Source: OSEM (Ontario Society of Environmental Management) Newsletter, 1989, cited in Nelson, J.G. and H. Edsvik. 1990. Sustainable development, conservation strategies, and heritage. Alternatives 16 (4): 62-71.

  1. Sustainable development is development that meets the needs of the present without compromising the ability of future generations to meet their own needs.
  2. Sustainable development requires the promotion of values that encourage consumption standards that are within the bounds of the ecologically possible and to which all can reasonably aspire.
  3. Meeting essential needs depends in part on achieving full growth potential, and sustainable development clearly requires economic growth in places where such needs are not being met.
  4. Though the issue is not merely one of population size but the distribution of resources, sustainable development can only be pursued if demographic developments are in harmony with the changing productive potential of the ecosystem.

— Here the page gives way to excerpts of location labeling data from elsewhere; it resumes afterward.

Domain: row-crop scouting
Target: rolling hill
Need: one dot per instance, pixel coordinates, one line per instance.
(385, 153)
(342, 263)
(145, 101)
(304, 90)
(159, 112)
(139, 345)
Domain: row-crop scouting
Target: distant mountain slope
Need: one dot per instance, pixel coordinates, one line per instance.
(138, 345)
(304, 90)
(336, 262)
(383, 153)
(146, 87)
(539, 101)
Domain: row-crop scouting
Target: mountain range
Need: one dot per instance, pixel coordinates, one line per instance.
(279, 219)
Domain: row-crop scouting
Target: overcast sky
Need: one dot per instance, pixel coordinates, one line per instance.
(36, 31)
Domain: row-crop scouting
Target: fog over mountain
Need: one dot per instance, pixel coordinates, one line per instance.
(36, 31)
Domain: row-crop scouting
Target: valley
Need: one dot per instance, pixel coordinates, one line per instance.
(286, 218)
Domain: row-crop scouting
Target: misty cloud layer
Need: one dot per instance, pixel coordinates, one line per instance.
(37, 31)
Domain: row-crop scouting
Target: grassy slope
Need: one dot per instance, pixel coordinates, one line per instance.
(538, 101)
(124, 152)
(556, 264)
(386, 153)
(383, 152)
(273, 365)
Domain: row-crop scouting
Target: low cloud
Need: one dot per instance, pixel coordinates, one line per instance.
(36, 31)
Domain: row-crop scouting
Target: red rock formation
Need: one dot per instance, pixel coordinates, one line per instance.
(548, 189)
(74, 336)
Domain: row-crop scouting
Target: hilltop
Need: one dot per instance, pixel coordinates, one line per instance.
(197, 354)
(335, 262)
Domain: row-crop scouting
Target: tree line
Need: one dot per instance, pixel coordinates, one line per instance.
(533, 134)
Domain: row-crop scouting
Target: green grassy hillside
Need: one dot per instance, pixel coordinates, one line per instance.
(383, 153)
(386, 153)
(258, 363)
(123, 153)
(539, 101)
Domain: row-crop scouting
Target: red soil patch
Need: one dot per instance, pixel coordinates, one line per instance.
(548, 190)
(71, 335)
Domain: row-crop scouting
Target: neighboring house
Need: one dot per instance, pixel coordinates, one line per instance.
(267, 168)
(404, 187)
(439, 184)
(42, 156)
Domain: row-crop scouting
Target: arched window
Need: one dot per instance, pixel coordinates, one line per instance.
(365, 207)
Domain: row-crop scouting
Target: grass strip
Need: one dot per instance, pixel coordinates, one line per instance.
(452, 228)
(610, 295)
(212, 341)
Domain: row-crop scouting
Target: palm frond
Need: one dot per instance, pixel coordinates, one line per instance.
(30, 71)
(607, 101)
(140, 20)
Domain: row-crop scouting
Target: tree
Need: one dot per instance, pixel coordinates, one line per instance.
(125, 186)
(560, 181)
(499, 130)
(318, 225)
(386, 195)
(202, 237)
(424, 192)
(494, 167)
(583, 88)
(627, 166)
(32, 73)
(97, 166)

  5. Sustainable development must not endanger the natural systems that support life on Earth; the atmosphere, the waters, the soils, and living beings.
  6. Growth has no set limits in terms of population or resource use beyond which lies ecological disaster ... but ultimate limits there are, and sustainability requires that long before these are reached the world must ensure equitable access to the constrained resources and re-orient technological efforts to relieve the pressure.
  7. Most renewable resources are part of a complex and interlinked ecosystem and maximal sustained yield must be defined after taking into account system-wide effects of exploitation.
  8. Sustainable development requires that the rate of depletion of non-renewable resources should foreclose as few options as possible.
  9. Sustainable development requires the conservation of plant and animal species.
  10. Sustainable development requires that the adverse impacts on the quality of air, water and other natural elements are minimized so as to sustain the ecosystem's overall integrity.